The Transfiguration marks the occasion when Jesus took some of his disciples up to a mountain, where Moses and Elijah appear and Jesus was transformed, his face and clothing becoming dazzlingly bright.  The event is recorded in all three of the Synoptic Gospels (Mark 9:2-13; Matthew 17: 1-13; Luke 9: 28-36) and is understood to have been the revelation of the eternal glory of the second person of the Trinity, which was normally veiled during Christ’s life on earth.

The event can also be interpreted as an anticipatory Resurrection appearance, and the presence of the two prophets is often taken to signify Christ’s fulfillment of the Mosaic Law and the prophecies of the Old Testament.  The Transfiguration is also referenced in the Second Letter of Peter, where Peter’s presence as an eyewitness to Christ’s majesty is used to assure the readers that his message is true (1: 16-18).

A Moment of Glory

The gospels do not indicate the location of the mountain where the Transfiguration took place. Early church tradition places it on Mount Tabor, a prominent hill at the eastern end of the Jezreel valley, not far from Nazareth.  However, Eusebius, the bishop of Caesarea and church historian suggested that the Transfiguration should be associated with Mount Hermon near Caesarea Philippi.

Ultimately, it does not matter where the event took place. The important thing is that it testified to the coming Kingdom and the splendour of God’s son Jesus, the Messiah.

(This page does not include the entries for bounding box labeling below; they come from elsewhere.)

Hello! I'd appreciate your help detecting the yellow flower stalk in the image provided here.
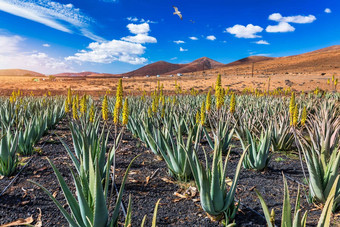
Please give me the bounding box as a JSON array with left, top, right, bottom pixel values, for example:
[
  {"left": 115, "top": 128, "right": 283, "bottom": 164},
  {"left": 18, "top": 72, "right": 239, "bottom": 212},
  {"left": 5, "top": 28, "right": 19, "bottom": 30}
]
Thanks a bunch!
[
  {"left": 215, "top": 87, "right": 224, "bottom": 109},
  {"left": 67, "top": 88, "right": 72, "bottom": 105},
  {"left": 116, "top": 79, "right": 123, "bottom": 109},
  {"left": 289, "top": 92, "right": 295, "bottom": 125},
  {"left": 65, "top": 99, "right": 70, "bottom": 113},
  {"left": 80, "top": 95, "right": 87, "bottom": 116},
  {"left": 229, "top": 93, "right": 236, "bottom": 113},
  {"left": 196, "top": 111, "right": 201, "bottom": 124},
  {"left": 102, "top": 95, "right": 109, "bottom": 121},
  {"left": 89, "top": 103, "right": 95, "bottom": 123},
  {"left": 200, "top": 102, "right": 205, "bottom": 125},
  {"left": 75, "top": 93, "right": 79, "bottom": 110},
  {"left": 72, "top": 99, "right": 79, "bottom": 120},
  {"left": 205, "top": 89, "right": 211, "bottom": 113},
  {"left": 113, "top": 105, "right": 120, "bottom": 125},
  {"left": 215, "top": 74, "right": 222, "bottom": 92},
  {"left": 148, "top": 106, "right": 152, "bottom": 118},
  {"left": 301, "top": 106, "right": 307, "bottom": 126},
  {"left": 122, "top": 98, "right": 129, "bottom": 125},
  {"left": 161, "top": 105, "right": 165, "bottom": 118},
  {"left": 293, "top": 104, "right": 299, "bottom": 126}
]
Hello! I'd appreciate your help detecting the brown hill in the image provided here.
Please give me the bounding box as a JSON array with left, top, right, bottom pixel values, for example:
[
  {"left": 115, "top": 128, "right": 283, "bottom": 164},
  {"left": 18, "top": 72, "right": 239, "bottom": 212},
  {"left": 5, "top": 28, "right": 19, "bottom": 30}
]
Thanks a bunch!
[
  {"left": 122, "top": 61, "right": 187, "bottom": 77},
  {"left": 202, "top": 45, "right": 340, "bottom": 75},
  {"left": 54, "top": 72, "right": 96, "bottom": 77},
  {"left": 0, "top": 69, "right": 45, "bottom": 77},
  {"left": 121, "top": 57, "right": 224, "bottom": 77},
  {"left": 225, "top": 56, "right": 274, "bottom": 67},
  {"left": 167, "top": 57, "right": 224, "bottom": 74}
]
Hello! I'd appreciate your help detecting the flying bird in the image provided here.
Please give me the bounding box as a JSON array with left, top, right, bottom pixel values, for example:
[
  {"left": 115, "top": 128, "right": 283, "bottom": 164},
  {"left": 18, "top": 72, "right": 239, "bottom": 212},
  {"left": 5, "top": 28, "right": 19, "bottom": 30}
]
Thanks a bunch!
[{"left": 173, "top": 6, "right": 183, "bottom": 20}]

Both Matthew and Mark state that the Transfiguration occurred ‘after 6 days’ following the time of Peter’s great confession that Jesus was the Christ.  The three disciples who are privileged to witness the event are Peter, James, and John, the core disciples.

Luke in his account mentions details about the event that the others do not: He notes that it happened while Jesus was praying.  He mentions that Peter and his companions were “heavy with sleep and when they wakened, they saw his glory and the two men who stood with him.”  He writes that Peter made his suggestion to put up tents as Moses and Elijah were departing.

The fact that Peter did this as the others were on the point of leaving reveals a desire to prolong the experience of glory.  This means that poor Peter is actually focusing on the wrong thing!

Hope in the darkest of Times

The Transfiguration is meant to point forward to the sufferings Jesus is about to experience, and to strengthen the faith of the disciples, revealing to them in a powerful way the divine hand that is at work in the events Jesus will undergo.  It is intended to remove the horror of the cross from the hearts of the disciples and to prevent the humiliation of his voluntary suffering from disabling the faith of those who had witnessed the surpassing glory that lay concealed.

It also provides a firm foundation for the hope of the Church. The whole body of Christ is to understand the kind of transformation that it would receive as his gift.  The members of that body are to look forward to a share in that glory which first blazed out in Christ the head.

The Transfiguration was a special event in which God allowed certain disciples to have a privileged spiritual experience that was meant to strengthen their faith for the challenges they would later endure.  But it was only a temporary event.  It was not meant to be permanent.

In the same way, at certain times in this life, God may give certain members of the faithful special experiences of his grace that strengthen their faith  We should not expect them to continue indefinitely, nor should we be afraid or resentful when they are gone.

The human heart is restless until it rests in God. This is so precisely so because we are most human when we experience the transforming form of God in our minds and hearts. The Transfiguration is a celebration that beckons us back to our true home, to faith in God the Father, to trust in the words spoken by the Son, and to love with the Spirit that is poured into our hearts.